Esta disciplina puede convertirse en una fuente inesperada de bienestar, juego y conexión en la tercera edad, tal y como explica en este articulo Sofía Gutiérrez Santamaría, profesora de Magisterio del CEU de Castellón

El 1 de octubre celebramos el Día Internacional de las Personas Mayores, una fecha que nos invita a reconocer la experiencia y la sabiduría acumuladas a lo largo de toda una vida, pero también a recordar que el aprendizaje y la curiosidad no tienen edad. En este contexto, las matemáticas, tan temidas en ocasiones durante la etapa escolar, pueden convertirse en una fuente inesperada de bienestar, juego y conexión en la tercera edad.
Lejos de limitarse a números abstractos, las matemáticas sencillas se esconden en los gestos cotidianos. Cocinar, por ejemplo, puede transformarse en un reto estimulante: adaptar una receta para seis en lugar de cuatro, calcular la cantidad exacta de arroz por persona o ajustar los tiempos de cocción según el tamaño de la cazuela obliga a pensar en proporciones, multiplicaciones y divisiones de una manera natural y práctica.
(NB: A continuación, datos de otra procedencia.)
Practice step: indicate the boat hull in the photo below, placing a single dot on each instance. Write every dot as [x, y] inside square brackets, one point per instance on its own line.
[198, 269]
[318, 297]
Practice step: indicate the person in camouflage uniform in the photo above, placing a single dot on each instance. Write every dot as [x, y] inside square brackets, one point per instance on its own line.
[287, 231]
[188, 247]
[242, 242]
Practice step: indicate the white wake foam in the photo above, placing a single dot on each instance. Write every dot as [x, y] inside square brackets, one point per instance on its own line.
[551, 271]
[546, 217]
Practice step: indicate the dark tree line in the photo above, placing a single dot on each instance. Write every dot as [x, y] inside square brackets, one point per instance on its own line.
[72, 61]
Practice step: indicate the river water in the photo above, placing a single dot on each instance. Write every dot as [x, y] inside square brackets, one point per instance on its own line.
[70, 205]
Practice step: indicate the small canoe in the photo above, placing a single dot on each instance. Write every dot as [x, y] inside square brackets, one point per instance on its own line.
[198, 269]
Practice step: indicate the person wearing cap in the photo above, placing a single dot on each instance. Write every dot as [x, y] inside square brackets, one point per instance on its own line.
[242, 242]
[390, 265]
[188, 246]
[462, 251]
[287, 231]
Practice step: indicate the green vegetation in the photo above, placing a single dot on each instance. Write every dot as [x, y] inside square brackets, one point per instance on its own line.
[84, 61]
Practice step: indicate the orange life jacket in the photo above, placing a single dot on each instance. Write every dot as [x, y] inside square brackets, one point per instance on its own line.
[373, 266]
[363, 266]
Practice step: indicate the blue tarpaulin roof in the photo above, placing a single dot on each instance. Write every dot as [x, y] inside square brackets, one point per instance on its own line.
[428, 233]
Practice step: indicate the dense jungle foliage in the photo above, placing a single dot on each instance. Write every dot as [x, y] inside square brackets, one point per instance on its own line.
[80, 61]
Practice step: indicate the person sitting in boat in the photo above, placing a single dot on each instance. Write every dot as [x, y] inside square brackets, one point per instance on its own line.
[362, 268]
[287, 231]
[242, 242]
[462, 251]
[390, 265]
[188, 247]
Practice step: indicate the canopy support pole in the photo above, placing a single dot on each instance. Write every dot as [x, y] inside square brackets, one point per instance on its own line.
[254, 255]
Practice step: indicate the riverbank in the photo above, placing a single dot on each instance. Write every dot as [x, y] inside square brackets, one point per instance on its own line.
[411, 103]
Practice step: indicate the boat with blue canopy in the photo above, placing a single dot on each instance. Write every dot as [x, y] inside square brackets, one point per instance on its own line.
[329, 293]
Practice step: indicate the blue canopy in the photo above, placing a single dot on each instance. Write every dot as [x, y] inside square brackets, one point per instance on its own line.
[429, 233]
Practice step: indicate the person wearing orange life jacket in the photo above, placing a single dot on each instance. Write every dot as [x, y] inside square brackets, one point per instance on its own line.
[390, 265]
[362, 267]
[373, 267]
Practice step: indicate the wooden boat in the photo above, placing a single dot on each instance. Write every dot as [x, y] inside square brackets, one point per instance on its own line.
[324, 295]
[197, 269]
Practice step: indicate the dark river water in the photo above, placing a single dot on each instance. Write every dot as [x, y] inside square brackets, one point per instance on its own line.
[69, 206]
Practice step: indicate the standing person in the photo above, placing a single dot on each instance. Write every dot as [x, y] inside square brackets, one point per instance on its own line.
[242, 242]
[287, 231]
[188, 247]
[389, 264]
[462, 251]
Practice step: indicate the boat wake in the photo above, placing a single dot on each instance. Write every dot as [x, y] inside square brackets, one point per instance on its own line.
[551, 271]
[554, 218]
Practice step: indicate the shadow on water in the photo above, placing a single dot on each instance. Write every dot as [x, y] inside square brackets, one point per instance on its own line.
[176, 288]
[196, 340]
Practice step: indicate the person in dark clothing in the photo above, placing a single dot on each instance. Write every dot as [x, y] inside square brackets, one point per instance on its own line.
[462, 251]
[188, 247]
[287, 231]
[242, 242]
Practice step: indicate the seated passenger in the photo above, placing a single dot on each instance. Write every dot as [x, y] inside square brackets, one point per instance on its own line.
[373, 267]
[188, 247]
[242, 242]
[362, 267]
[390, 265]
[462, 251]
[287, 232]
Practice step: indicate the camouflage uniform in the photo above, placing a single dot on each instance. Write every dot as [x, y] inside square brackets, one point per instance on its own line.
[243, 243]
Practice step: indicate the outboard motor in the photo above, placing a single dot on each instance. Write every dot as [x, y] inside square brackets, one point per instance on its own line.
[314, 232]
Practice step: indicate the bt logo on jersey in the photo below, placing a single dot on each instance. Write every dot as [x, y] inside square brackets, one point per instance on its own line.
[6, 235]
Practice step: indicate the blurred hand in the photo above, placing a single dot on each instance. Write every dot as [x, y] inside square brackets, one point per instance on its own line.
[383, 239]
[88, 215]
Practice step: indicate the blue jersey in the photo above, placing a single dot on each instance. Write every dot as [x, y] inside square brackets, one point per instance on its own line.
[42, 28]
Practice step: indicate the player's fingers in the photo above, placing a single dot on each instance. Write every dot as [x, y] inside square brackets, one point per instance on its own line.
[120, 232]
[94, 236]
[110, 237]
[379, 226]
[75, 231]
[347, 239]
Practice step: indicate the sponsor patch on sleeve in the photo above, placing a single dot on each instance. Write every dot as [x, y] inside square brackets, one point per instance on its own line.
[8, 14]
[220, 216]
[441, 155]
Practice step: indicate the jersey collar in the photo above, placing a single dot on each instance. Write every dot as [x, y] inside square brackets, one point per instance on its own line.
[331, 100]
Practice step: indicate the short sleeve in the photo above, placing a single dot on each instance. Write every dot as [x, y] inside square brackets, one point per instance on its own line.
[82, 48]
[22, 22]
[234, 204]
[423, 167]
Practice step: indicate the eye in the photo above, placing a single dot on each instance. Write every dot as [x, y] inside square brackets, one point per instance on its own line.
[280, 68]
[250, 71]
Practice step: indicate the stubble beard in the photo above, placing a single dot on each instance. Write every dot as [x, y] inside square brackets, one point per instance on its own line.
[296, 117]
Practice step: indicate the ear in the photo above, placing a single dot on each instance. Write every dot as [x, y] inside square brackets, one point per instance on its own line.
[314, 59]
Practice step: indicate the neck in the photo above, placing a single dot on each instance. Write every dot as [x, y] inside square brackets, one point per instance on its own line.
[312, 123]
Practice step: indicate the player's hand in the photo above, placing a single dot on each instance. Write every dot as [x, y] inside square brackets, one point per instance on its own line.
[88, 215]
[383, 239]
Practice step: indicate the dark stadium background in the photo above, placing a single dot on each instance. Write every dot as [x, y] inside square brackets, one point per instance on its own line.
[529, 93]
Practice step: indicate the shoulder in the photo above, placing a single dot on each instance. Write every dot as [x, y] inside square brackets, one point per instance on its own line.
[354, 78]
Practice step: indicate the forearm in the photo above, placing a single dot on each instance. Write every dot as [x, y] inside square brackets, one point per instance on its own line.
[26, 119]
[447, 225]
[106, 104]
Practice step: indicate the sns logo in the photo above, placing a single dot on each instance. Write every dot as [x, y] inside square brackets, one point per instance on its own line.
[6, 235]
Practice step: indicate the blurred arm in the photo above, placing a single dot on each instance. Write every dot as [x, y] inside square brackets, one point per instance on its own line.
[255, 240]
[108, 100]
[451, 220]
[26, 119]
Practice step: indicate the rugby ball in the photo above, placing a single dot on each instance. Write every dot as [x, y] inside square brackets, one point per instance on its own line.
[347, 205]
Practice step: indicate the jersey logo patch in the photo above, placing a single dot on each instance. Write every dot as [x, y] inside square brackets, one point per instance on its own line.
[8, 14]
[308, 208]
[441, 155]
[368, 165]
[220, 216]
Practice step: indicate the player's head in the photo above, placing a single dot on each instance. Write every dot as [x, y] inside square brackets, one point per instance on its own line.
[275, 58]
Incluso un paseo por el barrio puede convertirse en una aventura numérica si se propone contar los pasos entre un banco y otro, sumar las matrículas de los coches aparcados o comparar cuántos árboles distintos se encuentran en un trayecto habitual.

‘Las matemáticas, cuando se viven con alegría, son una manera de celebrar cada día el privilegio de seguir aprendiendo’
Los juegos también son un terreno fértil para ejercitar la mente con alegría. Una baraja de cartas permite practicar sumas rápidas, restas o incluso probabilidades sencillas; el ajedrez, por su parte, estimula la orientación espacial y el pensamiento estratégico, transformando cada partida en un desafío matemático disfrazado de entretenimiento. Y si la calma es lo que se busca, los sudokus, crucigramas numéricos o sopas de números ofrecen la oportunidad de concentrarse, relajarse y mantener activa la memoria.
Lo más valioso de estas actividades es que rara vez se viven en soledad. Compartir un reto con los nietos, calcular juntos los ingredientes de una merienda o resolver en familia un enigma de lógica crean lazos intergeneracionales y generan conversaciones llenas de humor y complicidad. Las matemáticas, en este sentido, se convierten en un puente entre generaciones, una excusa para aprender unos de otros y para recordar que el conocimiento no tiene fronteras de edad.

El beneficio no se mide solo en operaciones correctas, sino en la satisfacción que produce mantener la mente despierta y sentirse capaz de afrontar pequeños desafíos. Las matemáticas sencillas refuerzan la confianza personal, estimulan la memoria y aportan un ingrediente lúdico a la rutina. Son, en definitiva, un recordatorio de que siempre hay espacio para descubrir algo nuevo, incluso en lo más cotidiano.
Este 1 de octubre, al celebrar a nuestras personas mayores, conviene recordar que la vitalidad se alimenta también de la curiosidad. Tal vez la vida no se pueda calcular del todo, pero sin duda se puede disfrutar contando, sumando y jugando con ella. Porque las matemáticas, cuando se viven con alegría, son una manera de celebrar cada día el privilegio de seguir aprendiendo.